Massive trigger warning
--- Alex's pov ---
I didn't end up going far from the house. Their was this small path near by that led to the beach. It was mine and Mums favourite place. Well it used to be her favourite place. Now I would say Heaven is her favourite place.
Phoebe didn't know I came here when I was stressed out. I doubt Phoebe knew about it at all. It was place I come to when ever I was stressed. When ever i would think about him I would come here. Maybe it was the crashing waves or the soft sand but I felt calm for what ever reason.
Only one other person knows about this place and that's Jack. After his first trial he wanted to check up on me. At first i thought it was weird cause it most definitely was weird. A lawyer appearing at your front doorstep to check up on you... it was fucking wierd. But I eventually caught on when my sister smiled at him and he blushed. I'm pretty sure you can't sleep with your lawyer but he wasn't hers anyway so who knows.
That was three years ago. Their loved blossomed into something borderline annoying. He was here Monday, Wednesday and the weekend. I know that cause I came back home on those days. Maybe he did care about me as well as Pheobe. He even left his Dads firm and took his best lawyer with him and a few others. I don't know why he told Melody he was dead. I think he thought if she heard who he was related too she would go to someone else.
Then two years ago Jack's caring side grew bigger when our Mum died. Phoebe was a wreck when we found out from Logan our carer for when our Mum was working late. Jack eventually moved in to comfort us both. But I didn't need his comfort my sister did so I went to the one person I hated. I shouldn't have gone to him I knew that. He hurt me and nearly killed me but I still did. Ethan was like a drug. Once you met him once you could never say no to him.

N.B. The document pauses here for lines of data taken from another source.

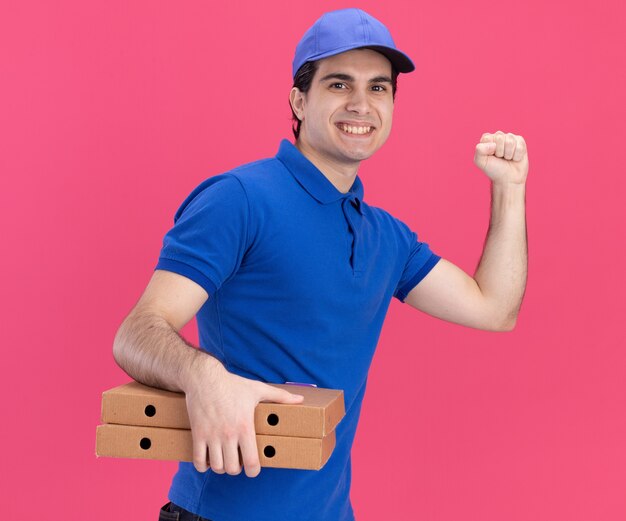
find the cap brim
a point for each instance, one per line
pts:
(399, 60)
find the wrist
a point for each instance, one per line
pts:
(202, 369)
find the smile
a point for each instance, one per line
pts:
(355, 130)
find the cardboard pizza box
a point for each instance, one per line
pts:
(160, 443)
(137, 404)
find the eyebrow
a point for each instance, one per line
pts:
(346, 77)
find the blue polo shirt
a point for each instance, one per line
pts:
(299, 277)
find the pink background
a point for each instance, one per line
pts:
(111, 112)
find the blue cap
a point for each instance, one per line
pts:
(340, 31)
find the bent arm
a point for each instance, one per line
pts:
(147, 345)
(492, 298)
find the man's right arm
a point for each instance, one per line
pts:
(220, 404)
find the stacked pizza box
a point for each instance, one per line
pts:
(145, 422)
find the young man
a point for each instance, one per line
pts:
(291, 273)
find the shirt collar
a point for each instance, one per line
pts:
(312, 180)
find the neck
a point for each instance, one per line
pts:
(342, 176)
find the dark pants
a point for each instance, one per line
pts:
(172, 512)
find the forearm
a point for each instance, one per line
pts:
(150, 351)
(502, 270)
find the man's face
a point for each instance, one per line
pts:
(347, 113)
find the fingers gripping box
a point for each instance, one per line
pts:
(145, 422)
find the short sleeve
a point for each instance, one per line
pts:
(419, 262)
(210, 233)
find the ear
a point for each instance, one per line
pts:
(297, 99)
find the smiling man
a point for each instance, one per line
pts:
(290, 273)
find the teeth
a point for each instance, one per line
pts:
(355, 130)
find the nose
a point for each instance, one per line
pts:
(358, 102)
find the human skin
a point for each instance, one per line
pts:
(352, 88)
(221, 405)
(489, 300)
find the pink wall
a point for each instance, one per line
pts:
(111, 112)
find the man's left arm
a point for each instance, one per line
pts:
(492, 298)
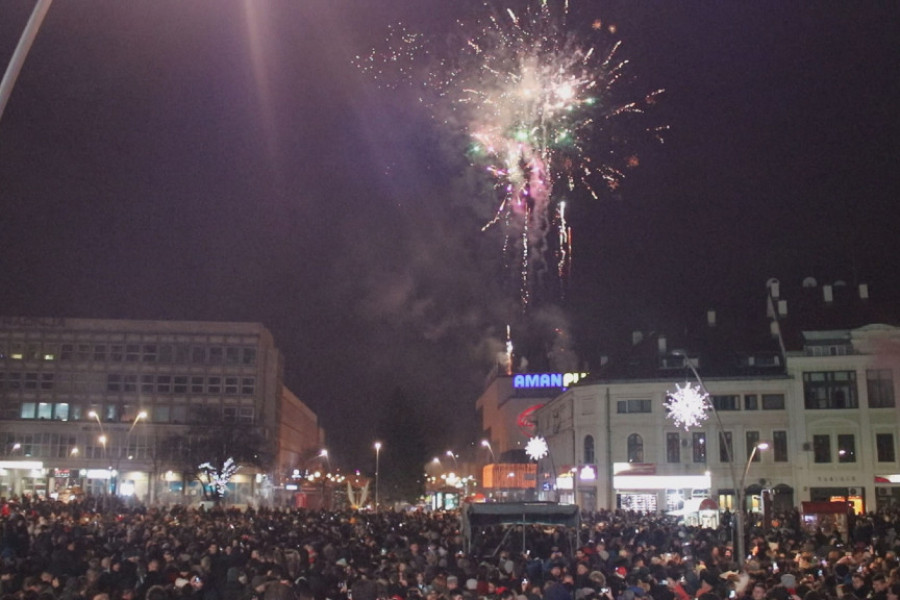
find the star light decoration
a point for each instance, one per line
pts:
(536, 448)
(688, 406)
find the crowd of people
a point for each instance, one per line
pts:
(86, 550)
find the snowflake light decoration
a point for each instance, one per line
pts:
(536, 449)
(688, 406)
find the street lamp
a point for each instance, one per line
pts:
(115, 476)
(696, 401)
(741, 491)
(487, 445)
(453, 456)
(377, 456)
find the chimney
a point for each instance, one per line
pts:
(782, 308)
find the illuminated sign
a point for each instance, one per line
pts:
(587, 473)
(545, 380)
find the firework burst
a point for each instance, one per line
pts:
(537, 101)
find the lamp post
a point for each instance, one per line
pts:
(487, 445)
(701, 395)
(115, 475)
(453, 456)
(377, 456)
(741, 493)
(324, 455)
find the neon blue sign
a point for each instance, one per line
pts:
(545, 380)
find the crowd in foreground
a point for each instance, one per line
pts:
(86, 551)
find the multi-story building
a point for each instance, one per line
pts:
(821, 396)
(84, 402)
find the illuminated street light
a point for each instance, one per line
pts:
(453, 456)
(687, 407)
(487, 445)
(377, 456)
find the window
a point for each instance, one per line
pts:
(215, 355)
(699, 447)
(589, 449)
(779, 446)
(116, 352)
(61, 411)
(161, 413)
(232, 355)
(633, 405)
(45, 410)
(726, 448)
(673, 448)
(846, 448)
(132, 352)
(884, 447)
(31, 381)
(830, 390)
(773, 401)
(752, 442)
(880, 388)
(248, 356)
(635, 448)
(822, 448)
(113, 382)
(163, 384)
(149, 353)
(165, 354)
(182, 352)
(726, 402)
(198, 355)
(46, 381)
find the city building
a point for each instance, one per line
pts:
(804, 409)
(89, 404)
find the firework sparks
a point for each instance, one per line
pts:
(537, 101)
(688, 406)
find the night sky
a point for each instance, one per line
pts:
(225, 160)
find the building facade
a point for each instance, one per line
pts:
(86, 403)
(821, 396)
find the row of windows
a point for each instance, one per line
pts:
(720, 403)
(845, 444)
(180, 354)
(675, 446)
(114, 413)
(837, 389)
(180, 384)
(132, 382)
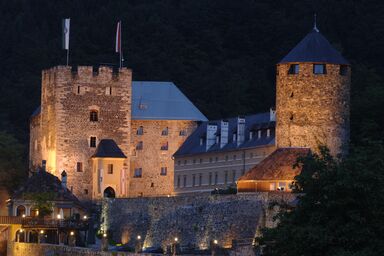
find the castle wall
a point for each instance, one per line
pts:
(196, 220)
(313, 109)
(151, 157)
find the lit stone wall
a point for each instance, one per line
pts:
(313, 109)
(195, 220)
(151, 158)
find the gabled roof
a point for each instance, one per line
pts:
(192, 145)
(45, 182)
(277, 166)
(108, 148)
(314, 48)
(162, 101)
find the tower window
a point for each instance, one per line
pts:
(92, 142)
(140, 130)
(319, 69)
(293, 69)
(79, 166)
(110, 168)
(343, 70)
(93, 116)
(138, 173)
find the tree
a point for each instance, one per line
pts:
(341, 210)
(12, 169)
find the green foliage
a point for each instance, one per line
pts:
(41, 201)
(12, 169)
(341, 211)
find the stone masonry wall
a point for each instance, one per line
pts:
(196, 220)
(313, 109)
(152, 182)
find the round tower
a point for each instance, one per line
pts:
(312, 96)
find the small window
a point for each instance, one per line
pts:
(79, 167)
(92, 142)
(164, 146)
(140, 130)
(163, 171)
(164, 132)
(343, 70)
(138, 173)
(93, 116)
(319, 69)
(110, 168)
(293, 69)
(139, 145)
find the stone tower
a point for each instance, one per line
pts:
(79, 108)
(312, 96)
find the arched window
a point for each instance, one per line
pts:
(20, 210)
(93, 116)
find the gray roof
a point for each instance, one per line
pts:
(252, 123)
(108, 148)
(162, 101)
(159, 101)
(314, 48)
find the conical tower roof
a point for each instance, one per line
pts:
(314, 48)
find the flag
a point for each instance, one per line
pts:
(118, 37)
(66, 23)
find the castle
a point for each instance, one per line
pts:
(115, 137)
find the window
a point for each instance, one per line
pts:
(93, 116)
(164, 132)
(138, 173)
(163, 171)
(140, 130)
(343, 70)
(79, 167)
(139, 145)
(110, 168)
(233, 176)
(108, 90)
(319, 69)
(293, 69)
(92, 142)
(164, 146)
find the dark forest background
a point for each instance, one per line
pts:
(220, 53)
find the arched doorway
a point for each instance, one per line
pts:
(20, 210)
(109, 192)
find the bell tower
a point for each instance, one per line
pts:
(313, 96)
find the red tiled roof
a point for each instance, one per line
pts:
(277, 166)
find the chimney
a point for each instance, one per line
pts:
(240, 130)
(272, 115)
(223, 133)
(64, 179)
(211, 135)
(44, 165)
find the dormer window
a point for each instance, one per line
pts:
(293, 69)
(93, 116)
(319, 69)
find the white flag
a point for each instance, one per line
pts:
(66, 24)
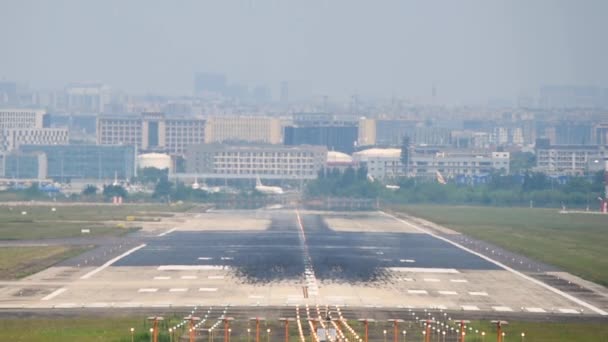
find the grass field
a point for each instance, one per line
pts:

Eventually Jack saw me leave the house late one night to meet him. I don't know why Jack was up at one in the morning but he was. He didn't even have anything to worry about cause I was going to end things with him. I had to end things with him cause i found out he was dating someone else. He was dating Melody. If i had known before i would have ended it earlier. He told me i was the only one. I fell for him the same way Melody most likely did.
"You know jeans aren't that great for swimming in" A person pointed out as I turned to them. It was Ethan. He doesn't come down to the beach until summer time cause of his beach house. That was how we first met actually. Another reason I knew it wasn't him was because this wasn't the first time my mind has made me think he was here.
"I'm not going into the sea" I answered as he just nodded his head before joining me on the sandy floor. He then started humming some kind of song that I think I knew. I then turned to him to ask him what it was. But he was also drawing letters in the sand. 'E.H + A.R' it was our initials. I remeber him doing that before when we spent nights on the beach together. I thought it was sweet but it was just a game to him.
"Too cold or is it Phoebe trouble" He asked as I just stared at the sea. Hes a part of my imagination so he should already know why I'm here. A small "oh" left his lips as we sat there in silence.
"She... I think I was over reacting when I shouted at her earlier" I mumbled before I glanced up at fake Ethan. A look of concern was plastered on his face.
"What did you over react about?"
"I thought she wanted me to succeed... I thought she wanted me to stop failing" I answered before dragging my fingers through the sand. I wanted to make something but the only choices I had were a sand hill or a sand hole. A castle would have been preferred but I didn't have a bucket and the sand is too soft to do shit with.